Terceiro longa da libanesa Nadine Labaki, de Caramelo (2007) e E Agora Onde Vamos? (2011), Cafarnaum (Capharnaüm, Líbano/Estados Unidos, 2018), já em cartaz no país, toma seu título da cidade em que Jesus realizou muitos de seus milagres e pregações. A referência é metafórica: de mais de 500 horas filmadas, a cineasta tirou 120 minutos de uma odisseia implacável pelas favelas de Beirute, no Líbano, país aonde a chegada de mais de 1 milhão de refugiados tornou catastrófica uma situação que já era drástica. Todos os protagonistas — à exceção de Nadine, no pequeno papel da advogada do garoto — são não atores, e vivem na tela versões muito próximas de si mesmos, incluindo-se o juiz. Ninguém é mais extraordinário, no entanto, do que o refugiado sírio Zain Al Rafeea, que está em cena todo o tempo e infunde o filme com seu desespero, e com sua maturidade tristemente precoce.

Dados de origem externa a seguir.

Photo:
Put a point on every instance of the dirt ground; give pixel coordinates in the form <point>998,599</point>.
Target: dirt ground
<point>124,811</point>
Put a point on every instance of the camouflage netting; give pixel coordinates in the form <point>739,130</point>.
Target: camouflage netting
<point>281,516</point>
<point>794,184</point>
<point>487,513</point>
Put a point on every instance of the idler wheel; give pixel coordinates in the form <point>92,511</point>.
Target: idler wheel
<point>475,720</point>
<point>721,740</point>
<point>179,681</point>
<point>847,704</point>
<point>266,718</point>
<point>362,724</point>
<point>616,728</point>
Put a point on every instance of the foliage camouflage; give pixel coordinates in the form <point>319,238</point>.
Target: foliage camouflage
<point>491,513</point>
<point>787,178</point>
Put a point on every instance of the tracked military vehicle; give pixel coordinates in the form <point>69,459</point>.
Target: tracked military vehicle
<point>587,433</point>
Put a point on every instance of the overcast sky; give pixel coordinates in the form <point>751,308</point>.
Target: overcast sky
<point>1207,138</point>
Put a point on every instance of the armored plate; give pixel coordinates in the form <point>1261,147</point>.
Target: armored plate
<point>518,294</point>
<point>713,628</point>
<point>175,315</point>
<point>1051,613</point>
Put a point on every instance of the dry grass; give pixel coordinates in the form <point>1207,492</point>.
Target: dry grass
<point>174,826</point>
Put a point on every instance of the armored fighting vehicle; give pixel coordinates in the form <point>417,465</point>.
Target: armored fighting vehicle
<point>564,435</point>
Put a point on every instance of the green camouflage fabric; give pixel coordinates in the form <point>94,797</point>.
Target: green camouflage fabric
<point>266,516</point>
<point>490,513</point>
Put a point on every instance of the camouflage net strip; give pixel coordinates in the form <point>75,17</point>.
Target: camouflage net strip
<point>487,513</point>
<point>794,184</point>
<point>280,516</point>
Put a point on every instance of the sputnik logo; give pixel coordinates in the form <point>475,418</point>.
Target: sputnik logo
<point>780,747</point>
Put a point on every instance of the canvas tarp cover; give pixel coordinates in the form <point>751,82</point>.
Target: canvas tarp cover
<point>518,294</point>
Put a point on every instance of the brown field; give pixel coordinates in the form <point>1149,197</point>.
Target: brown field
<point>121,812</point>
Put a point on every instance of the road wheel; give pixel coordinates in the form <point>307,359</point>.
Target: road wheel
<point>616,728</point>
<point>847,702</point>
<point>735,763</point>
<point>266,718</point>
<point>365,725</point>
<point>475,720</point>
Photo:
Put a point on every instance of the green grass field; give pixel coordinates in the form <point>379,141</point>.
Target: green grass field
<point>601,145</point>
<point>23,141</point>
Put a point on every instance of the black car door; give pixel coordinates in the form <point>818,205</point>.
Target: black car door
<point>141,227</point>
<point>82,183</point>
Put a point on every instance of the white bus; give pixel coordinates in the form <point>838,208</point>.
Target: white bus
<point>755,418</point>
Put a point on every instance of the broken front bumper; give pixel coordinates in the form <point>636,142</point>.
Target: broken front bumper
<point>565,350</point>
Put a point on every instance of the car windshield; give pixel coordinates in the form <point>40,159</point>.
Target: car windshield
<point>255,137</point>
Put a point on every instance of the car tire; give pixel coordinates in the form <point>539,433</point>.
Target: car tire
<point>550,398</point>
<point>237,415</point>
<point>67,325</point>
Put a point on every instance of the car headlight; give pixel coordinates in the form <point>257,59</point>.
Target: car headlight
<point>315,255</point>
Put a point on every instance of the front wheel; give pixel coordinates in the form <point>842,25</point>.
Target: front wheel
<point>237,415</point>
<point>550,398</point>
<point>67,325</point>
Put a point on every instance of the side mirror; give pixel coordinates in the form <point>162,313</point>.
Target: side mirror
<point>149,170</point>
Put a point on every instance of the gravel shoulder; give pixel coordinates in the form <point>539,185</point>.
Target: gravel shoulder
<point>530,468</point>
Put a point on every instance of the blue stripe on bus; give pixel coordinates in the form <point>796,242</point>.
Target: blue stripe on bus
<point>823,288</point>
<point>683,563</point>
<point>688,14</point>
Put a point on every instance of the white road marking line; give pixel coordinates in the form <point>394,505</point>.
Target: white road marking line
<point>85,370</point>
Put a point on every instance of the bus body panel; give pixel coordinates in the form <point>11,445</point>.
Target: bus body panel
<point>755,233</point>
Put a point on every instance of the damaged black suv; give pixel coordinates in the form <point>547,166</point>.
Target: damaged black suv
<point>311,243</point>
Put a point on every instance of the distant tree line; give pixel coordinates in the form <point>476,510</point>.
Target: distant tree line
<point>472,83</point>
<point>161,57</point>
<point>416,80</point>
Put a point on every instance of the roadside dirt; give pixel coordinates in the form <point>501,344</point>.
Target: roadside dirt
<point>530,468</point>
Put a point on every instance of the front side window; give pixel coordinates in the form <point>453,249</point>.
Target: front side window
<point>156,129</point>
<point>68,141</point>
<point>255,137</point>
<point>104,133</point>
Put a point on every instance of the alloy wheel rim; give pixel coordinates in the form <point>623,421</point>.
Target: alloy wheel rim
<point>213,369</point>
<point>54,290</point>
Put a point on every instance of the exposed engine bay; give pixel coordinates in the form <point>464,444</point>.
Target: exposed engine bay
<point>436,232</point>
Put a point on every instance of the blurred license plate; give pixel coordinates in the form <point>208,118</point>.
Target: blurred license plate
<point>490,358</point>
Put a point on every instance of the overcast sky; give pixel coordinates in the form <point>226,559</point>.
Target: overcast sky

Cafarnaum convida a um lugar-comum: há, verdadeiramente, algo de materno na compaixão de Nadine — e também na ferocidade com que ela encampa a tragédia de Zain e a de Rahil (Yordanos Shiferaw), a imigrante etíope ilegal que o acolhe em certo momento e que confia ao garoto os cuidados de seu bebê. Yordanos foi presa dias depois de filmar, pelo mesmo motivo que sua personagem — falta de documentos. A desgraça, em Cafarnaum, é abissal. E sua beleza, fulminante.